KNOXVILLE, Tennessee — Two rangers from the Great Smoky Mountains National Park will do two-week assignments along the U.S. southern border next year. But when they'll go is something the National Park Service is keeping to itself.
"The National Park Service continues to support our federal partners by deploying law enforcement personnel to Department of the Interior managed lands along the southern border," an NPS statement Monday to 10News reads. "Due to operational security, we will not be disclosing any additional information about our officers assisting in the operations."
Park rangers across the United States are being assigned to temporary border duties at the behest of the Trump administration.

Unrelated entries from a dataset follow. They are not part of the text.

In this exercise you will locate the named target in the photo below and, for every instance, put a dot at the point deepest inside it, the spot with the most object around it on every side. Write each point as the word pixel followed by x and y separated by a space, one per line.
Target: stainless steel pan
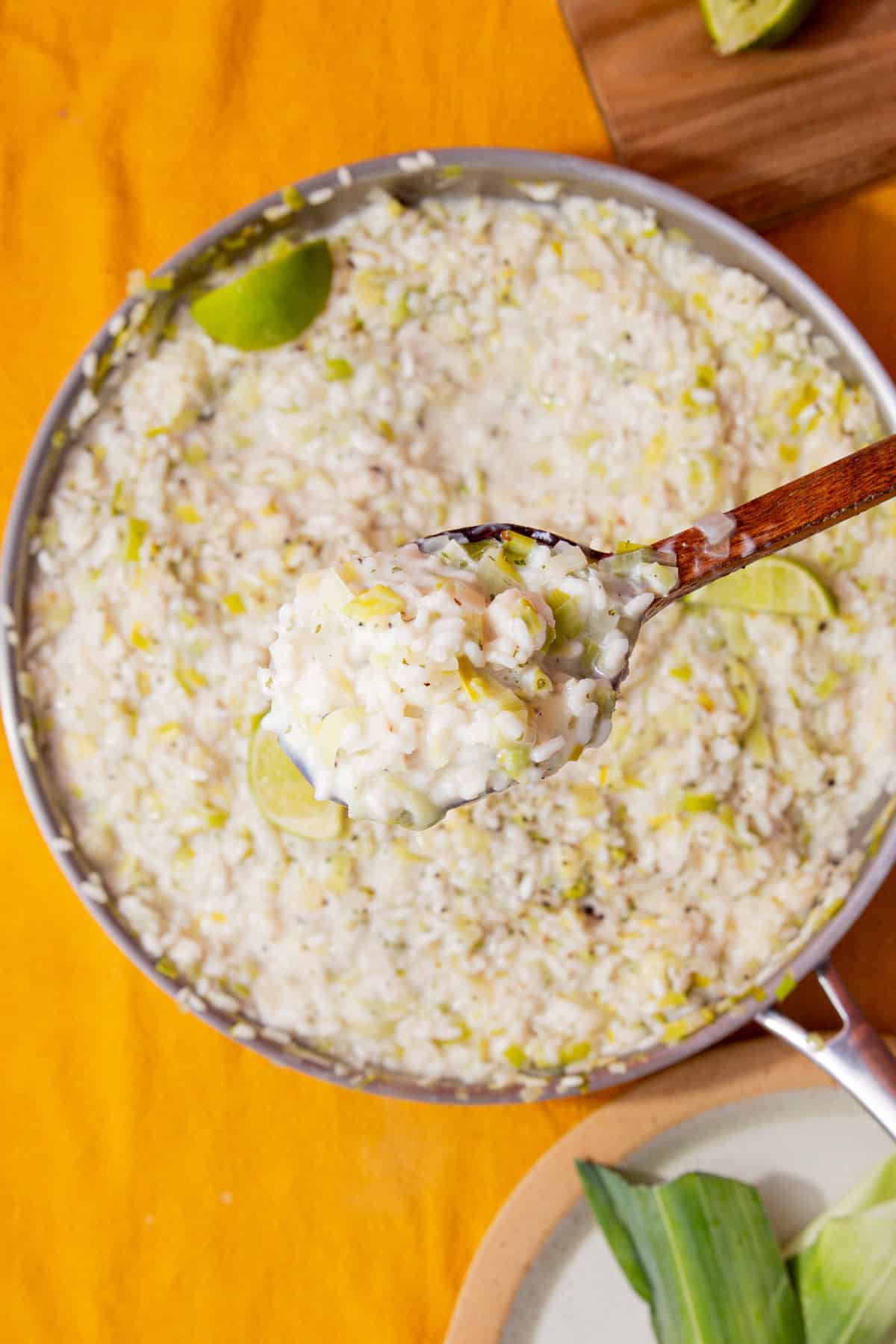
pixel 856 1057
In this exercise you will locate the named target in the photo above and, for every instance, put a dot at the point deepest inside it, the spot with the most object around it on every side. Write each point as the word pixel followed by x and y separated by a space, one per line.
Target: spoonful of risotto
pixel 406 683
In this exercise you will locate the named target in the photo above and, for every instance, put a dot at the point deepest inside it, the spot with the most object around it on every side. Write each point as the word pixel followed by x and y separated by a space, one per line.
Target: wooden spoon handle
pixel 781 517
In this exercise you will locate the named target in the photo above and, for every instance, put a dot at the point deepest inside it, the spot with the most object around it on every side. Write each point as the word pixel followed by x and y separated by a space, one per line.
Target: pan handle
pixel 856 1057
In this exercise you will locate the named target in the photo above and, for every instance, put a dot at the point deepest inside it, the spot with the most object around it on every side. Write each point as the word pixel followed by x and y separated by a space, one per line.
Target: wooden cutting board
pixel 763 134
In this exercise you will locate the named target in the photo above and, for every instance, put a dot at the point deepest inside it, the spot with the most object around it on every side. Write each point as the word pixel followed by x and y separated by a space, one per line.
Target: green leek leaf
pixel 844 1265
pixel 702 1253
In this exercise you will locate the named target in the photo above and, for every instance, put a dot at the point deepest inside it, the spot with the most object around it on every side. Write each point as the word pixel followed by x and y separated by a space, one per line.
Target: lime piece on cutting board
pixel 272 302
pixel 775 584
pixel 735 25
pixel 285 797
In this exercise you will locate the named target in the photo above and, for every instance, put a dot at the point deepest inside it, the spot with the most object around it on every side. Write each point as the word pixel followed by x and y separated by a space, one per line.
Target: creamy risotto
pixel 571 366
pixel 414 680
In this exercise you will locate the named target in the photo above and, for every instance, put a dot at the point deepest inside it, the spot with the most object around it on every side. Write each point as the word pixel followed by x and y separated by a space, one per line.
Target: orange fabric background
pixel 158 1180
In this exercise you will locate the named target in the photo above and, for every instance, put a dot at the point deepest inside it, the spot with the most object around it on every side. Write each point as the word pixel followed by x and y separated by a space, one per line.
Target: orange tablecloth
pixel 158 1180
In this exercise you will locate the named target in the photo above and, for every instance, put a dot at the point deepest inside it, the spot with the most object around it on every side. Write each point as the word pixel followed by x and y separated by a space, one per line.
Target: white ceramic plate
pixel 755 1112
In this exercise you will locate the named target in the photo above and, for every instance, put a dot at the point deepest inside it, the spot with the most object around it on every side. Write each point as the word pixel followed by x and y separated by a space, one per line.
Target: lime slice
pixel 270 304
pixel 284 794
pixel 777 584
pixel 735 25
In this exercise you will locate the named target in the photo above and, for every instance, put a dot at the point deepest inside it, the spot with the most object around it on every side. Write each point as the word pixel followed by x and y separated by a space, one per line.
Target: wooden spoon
pixel 724 542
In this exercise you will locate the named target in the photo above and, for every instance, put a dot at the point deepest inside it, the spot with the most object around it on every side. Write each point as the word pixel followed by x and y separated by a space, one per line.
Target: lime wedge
pixel 284 794
pixel 270 304
pixel 777 584
pixel 735 25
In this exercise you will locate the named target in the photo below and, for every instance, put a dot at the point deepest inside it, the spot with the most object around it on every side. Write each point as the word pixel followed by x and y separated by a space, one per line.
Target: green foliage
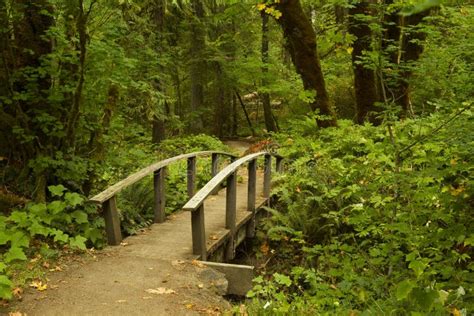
pixel 66 221
pixel 136 202
pixel 367 222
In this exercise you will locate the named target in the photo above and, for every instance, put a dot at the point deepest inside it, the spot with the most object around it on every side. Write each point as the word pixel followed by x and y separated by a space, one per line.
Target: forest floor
pixel 151 273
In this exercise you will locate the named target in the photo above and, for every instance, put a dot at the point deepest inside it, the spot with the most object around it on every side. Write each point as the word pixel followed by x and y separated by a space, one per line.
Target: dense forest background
pixel 369 101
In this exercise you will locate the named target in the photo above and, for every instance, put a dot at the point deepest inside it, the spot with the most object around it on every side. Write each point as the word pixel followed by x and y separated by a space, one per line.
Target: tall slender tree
pixel 364 76
pixel 265 96
pixel 301 43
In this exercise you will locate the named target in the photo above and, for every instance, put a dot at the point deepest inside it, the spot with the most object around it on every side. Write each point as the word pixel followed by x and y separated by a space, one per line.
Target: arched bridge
pixel 213 222
pixel 154 272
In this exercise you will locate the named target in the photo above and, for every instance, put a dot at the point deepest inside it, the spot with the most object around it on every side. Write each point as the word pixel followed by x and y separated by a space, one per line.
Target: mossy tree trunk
pixel 364 76
pixel 301 41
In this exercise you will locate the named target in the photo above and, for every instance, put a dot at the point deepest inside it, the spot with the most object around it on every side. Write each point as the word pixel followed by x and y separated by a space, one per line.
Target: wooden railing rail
pixel 229 174
pixel 107 198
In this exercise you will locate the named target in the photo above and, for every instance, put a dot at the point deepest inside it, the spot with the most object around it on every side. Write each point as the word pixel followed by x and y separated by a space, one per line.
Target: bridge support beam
pixel 251 196
pixel 199 232
pixel 112 222
pixel 191 176
pixel 215 170
pixel 267 176
pixel 230 214
pixel 160 197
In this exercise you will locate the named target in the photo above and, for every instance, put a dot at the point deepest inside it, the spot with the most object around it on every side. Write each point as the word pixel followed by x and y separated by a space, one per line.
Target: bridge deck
pixel 116 282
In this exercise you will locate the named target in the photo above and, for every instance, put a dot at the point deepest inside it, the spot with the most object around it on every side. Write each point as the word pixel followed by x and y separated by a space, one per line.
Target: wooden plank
pixel 267 176
pixel 199 233
pixel 160 196
pixel 113 190
pixel 215 169
pixel 112 222
pixel 200 196
pixel 279 164
pixel 230 213
pixel 251 196
pixel 191 176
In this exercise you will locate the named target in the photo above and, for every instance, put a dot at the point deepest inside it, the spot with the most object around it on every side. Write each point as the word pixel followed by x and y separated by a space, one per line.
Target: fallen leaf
pixel 38 285
pixel 17 292
pixel 177 262
pixel 161 291
pixel 197 263
pixel 265 248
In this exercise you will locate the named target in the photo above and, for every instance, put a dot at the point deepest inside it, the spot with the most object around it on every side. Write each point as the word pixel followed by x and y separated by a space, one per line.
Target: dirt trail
pixel 152 273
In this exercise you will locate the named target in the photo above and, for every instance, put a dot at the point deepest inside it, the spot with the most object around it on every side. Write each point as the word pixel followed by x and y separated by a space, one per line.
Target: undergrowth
pixel 369 223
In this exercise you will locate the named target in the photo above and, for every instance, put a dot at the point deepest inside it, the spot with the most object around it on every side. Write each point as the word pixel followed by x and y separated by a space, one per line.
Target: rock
pixel 214 280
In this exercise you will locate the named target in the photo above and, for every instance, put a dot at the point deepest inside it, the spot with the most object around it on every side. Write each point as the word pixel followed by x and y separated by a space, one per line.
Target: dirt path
pixel 152 273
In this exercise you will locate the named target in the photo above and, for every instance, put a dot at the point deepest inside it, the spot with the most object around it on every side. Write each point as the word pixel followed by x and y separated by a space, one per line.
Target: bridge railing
pixel 229 174
pixel 107 198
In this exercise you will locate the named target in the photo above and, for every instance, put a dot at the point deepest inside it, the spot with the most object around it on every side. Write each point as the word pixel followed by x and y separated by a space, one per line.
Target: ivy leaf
pixel 3 238
pixel 5 287
pixel 419 6
pixel 15 253
pixel 60 236
pixel 38 229
pixel 38 209
pixel 282 279
pixel 56 207
pixel 73 199
pixel 19 239
pixel 403 289
pixel 21 218
pixel 56 190
pixel 78 242
pixel 80 217
pixel 418 267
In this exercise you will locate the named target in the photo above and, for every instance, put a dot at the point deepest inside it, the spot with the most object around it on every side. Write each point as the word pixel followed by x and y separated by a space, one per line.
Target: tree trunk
pixel 74 113
pixel 159 121
pixel 29 47
pixel 411 51
pixel 267 109
pixel 402 45
pixel 197 65
pixel 364 77
pixel 301 41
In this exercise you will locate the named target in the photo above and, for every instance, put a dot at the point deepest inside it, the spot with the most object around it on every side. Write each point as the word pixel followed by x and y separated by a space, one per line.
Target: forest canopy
pixel 370 103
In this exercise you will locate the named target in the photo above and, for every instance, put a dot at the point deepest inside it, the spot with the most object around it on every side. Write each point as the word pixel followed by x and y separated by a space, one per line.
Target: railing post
pixel 199 232
pixel 160 197
pixel 215 169
pixel 112 222
pixel 191 176
pixel 267 176
pixel 279 165
pixel 230 213
pixel 251 196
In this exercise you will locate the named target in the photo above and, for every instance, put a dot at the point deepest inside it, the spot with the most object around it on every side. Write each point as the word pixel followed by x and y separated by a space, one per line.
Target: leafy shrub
pixel 375 223
pixel 67 220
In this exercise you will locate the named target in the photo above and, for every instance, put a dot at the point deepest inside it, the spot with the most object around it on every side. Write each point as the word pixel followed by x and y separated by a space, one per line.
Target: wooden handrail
pixel 119 186
pixel 229 174
pixel 158 169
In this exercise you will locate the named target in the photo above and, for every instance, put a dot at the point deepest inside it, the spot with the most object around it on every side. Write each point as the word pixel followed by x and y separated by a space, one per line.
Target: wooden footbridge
pixel 214 221
pixel 154 272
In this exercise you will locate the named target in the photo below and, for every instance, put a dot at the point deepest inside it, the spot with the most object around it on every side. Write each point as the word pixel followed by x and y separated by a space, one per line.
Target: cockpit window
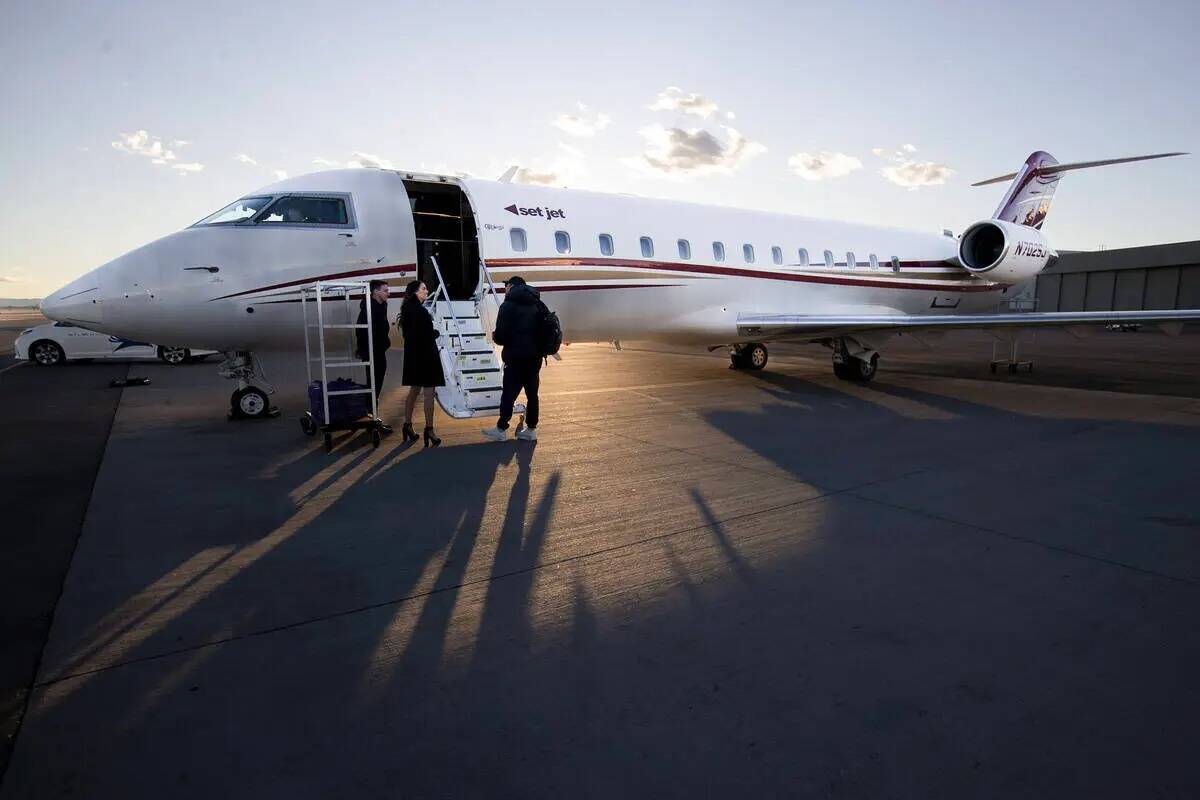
pixel 306 211
pixel 237 211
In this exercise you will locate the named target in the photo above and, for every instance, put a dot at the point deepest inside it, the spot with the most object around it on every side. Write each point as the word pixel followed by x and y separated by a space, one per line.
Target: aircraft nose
pixel 79 301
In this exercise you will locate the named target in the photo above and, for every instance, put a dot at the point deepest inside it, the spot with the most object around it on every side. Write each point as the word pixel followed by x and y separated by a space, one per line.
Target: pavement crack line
pixel 1026 540
pixel 66 573
pixel 462 584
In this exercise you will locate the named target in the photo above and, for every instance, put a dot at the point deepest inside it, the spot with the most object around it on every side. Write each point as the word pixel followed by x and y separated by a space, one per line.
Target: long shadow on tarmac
pixel 911 631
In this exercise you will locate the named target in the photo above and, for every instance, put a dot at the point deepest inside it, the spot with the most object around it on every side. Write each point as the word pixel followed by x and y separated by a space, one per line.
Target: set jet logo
pixel 544 212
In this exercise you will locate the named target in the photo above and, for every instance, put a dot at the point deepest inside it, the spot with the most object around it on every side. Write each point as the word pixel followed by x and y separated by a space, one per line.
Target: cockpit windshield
pixel 237 211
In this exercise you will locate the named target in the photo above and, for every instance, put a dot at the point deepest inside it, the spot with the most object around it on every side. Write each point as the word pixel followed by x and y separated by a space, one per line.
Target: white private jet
pixel 612 266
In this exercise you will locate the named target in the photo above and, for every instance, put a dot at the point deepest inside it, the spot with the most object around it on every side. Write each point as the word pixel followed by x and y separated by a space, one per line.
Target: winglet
pixel 1081 164
pixel 1029 197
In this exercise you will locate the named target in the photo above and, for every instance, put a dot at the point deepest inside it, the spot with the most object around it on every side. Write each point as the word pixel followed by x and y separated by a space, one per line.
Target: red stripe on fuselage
pixel 731 271
pixel 352 274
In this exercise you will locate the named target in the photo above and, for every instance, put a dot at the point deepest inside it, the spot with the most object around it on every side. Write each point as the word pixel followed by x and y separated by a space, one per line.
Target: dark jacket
pixel 379 328
pixel 423 365
pixel 516 325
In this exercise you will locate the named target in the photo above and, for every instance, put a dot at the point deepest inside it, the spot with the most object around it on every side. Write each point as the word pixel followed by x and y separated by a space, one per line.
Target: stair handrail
pixel 457 325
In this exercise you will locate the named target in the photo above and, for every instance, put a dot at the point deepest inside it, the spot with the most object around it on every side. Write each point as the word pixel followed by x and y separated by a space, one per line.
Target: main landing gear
pixel 852 361
pixel 748 356
pixel 247 402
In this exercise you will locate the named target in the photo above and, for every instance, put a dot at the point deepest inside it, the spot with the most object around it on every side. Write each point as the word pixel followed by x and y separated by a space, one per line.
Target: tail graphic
pixel 1027 199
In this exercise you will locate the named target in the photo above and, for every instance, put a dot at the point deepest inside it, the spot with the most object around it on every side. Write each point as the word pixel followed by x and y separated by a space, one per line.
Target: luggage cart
pixel 324 294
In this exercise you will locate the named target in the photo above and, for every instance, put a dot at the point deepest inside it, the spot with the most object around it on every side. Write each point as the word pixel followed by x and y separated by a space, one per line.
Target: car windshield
pixel 237 211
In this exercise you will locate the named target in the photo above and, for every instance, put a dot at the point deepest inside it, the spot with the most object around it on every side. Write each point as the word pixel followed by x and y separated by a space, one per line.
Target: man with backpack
pixel 528 332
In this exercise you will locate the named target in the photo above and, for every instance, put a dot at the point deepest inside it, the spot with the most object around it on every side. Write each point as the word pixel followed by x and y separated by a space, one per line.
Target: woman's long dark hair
pixel 409 299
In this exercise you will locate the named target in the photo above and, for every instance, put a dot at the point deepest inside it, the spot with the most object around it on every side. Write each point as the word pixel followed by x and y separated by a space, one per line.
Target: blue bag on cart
pixel 342 408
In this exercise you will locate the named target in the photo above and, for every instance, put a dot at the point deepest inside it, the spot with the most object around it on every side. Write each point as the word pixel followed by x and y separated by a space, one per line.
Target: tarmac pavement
pixel 699 583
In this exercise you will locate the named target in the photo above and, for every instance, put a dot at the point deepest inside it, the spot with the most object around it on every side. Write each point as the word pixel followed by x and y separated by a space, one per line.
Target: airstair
pixel 471 361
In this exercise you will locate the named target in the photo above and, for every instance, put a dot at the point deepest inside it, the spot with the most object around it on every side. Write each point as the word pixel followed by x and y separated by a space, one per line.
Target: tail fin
pixel 1027 199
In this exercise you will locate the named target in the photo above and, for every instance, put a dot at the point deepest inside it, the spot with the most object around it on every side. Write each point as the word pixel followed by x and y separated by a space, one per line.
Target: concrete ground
pixel 697 583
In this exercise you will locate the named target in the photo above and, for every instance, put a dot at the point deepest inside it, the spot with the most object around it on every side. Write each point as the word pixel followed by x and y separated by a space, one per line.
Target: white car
pixel 59 342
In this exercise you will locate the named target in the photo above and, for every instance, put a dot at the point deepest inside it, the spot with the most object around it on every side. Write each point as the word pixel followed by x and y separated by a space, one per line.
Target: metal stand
pixel 322 294
pixel 1013 364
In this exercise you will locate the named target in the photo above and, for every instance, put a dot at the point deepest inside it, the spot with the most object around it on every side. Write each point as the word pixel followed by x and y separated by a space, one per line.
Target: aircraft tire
pixel 863 371
pixel 174 356
pixel 250 403
pixel 47 354
pixel 756 356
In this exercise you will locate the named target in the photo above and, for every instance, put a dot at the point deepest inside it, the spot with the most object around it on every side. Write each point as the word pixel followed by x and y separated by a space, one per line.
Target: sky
pixel 125 121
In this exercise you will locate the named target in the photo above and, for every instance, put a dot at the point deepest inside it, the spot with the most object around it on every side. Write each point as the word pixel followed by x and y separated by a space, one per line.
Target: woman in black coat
pixel 423 365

President Donald Trump and the Department of Homeland Security have in recent years stepped up emphasis of the need for greater border security. Trump has sought billions of dollars in new funding to build a wall he says is needed along the Mexican border.
Last month, USA Today reported that rangers have been sent from the Blue Ridge Parkway, Rocky Mountain National Park and Zion National Park among others. The news network says most rangers have gone to the Cabeza Prieta National Wildlife Refuge in Arizona or Big Bend National Park in southwest Texas.
They're assigned to help address illegal immigrants and drug traffickers.
Earlier this year, the number of people from Central America trying to cross into the U.S. swelled, creating a humanitarian crisis.
Dana Soehn, Smokies park spokeswoman, tells 10News she could confirm that "we were asked to send two rangers in 2019 and two in 2020 for short, two-week detail assignments to aid in operations."
She referred additional questions to media officials with the NPS.